Dans une circulaire de la mi-décembre 1980, le père Garnier raconte les activités multiples et débordantes de la paroisse Saint-Michel, et les transformations religieuses opérées en Côte-d’Ivoire en 90 ans d’évangélisation.

En mai 1983, il rentre en congé et se fait opérer de la cataracte aux deux yeux. Ses supérieurs veulent le retenir en France. Mais il pense que sa bonne santé lui permet de continuer à travailler en Afrique. Il accepte de quitter Adjamé et de devenir aumônier de la léproserie d’Adzopé.
Il revient en Côte-d’Ivoire, le 23 janvier 1984. Il quitte Lyon avec une température de –1° et débarque à Abidjan, le jour même, avec une température de 30°. Il est terrassé par cette forte chaleur. Il se couche pour se reposer mais, trois heures plus tard, il est frappé par une hémiplégie : il ne peut ni appeler, ni bouger, le côté droit et la jambe droite étant paralysés. Après quelques jours au CHU de Cocody, il est rapatrié à Lyon et conduit à l’hôpital neurologique, avant de prendre le chemin de la maison de retraite de Montferrier-sur-Lez.

Le père Garnier laisse le souvenir d’un confrère très fraternel, parfois un peu bourru, mais d’une grande sensibilité. Il aimait raconter ses souvenirs avec beaucoup d’humour. Jusqu’à la fin de sa vie, à demi paralysé, il essaiera de continuer à correspondre avec ses amis et ses confrères à l’aide de sa vieille machine à écrire datant de 1942.

Le 4 juillet 1987, il célèbre son jubilé d’or sacerdotal au milieu de ses confrères de Montferrier. Un peu plus tard, il se réjouit de voir se réaliser le projet africain sma et d’apprendre la bénédiction du foyer d’Ebimpé, le 9 décembre 1991, par le cardinal Bernard Yago, archevêque d’Abidjan.

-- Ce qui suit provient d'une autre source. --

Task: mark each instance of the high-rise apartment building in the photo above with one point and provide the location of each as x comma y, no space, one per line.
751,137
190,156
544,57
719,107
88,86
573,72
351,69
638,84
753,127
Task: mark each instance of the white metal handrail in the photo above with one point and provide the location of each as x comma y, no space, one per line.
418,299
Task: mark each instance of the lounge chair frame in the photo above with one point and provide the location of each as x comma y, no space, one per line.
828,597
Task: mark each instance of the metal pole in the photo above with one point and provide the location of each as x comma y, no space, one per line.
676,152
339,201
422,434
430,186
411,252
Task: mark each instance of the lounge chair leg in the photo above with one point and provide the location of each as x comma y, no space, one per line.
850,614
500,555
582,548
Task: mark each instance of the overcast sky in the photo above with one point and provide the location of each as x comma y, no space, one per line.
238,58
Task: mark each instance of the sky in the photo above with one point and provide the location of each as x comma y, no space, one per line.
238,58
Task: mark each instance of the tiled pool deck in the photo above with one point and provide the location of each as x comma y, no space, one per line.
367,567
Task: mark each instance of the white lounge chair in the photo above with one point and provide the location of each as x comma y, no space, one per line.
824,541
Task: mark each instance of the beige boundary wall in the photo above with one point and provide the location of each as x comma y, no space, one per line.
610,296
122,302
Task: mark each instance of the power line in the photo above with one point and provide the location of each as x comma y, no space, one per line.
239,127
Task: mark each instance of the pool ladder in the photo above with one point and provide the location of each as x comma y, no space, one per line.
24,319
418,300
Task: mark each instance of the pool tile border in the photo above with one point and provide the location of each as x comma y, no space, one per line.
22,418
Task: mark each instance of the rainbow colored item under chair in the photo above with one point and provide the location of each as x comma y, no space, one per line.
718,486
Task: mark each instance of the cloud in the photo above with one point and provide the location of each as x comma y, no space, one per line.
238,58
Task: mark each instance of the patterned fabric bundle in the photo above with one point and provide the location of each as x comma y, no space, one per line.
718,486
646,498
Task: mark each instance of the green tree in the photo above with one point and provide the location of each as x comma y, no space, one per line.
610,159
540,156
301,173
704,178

Sa santé lui cause de plus en plus de soucis. En 1994, il renonce à aller passer son congé au pays natal. Le 20 novembre 1995, il écrit quelques lignes à un confrère et note : Depuis 15 jours, je baisse rapidissimo ! Le mardi 21 novembre, il écrit à un vieil ami de séminaire, Arsène Rossard, prêtre du diocèse de Poitiers. Il lui dit : Comme tout le monde, je ne connais ni le jour ni l’heure. Mais, en recevant cette lettre, tu sauras que je suis un peu plus avancé sur la route qui conduit à la maison du Père, et, peut-être même, suis-je déjà rendu au terme ! Seul le Seigneur, dans sa miséricorde, peut ainsi le vouloir. Dans la nuit même de ce 21 novembre 1995, le père Garnier nous quittait, à l’âge de 83 ans.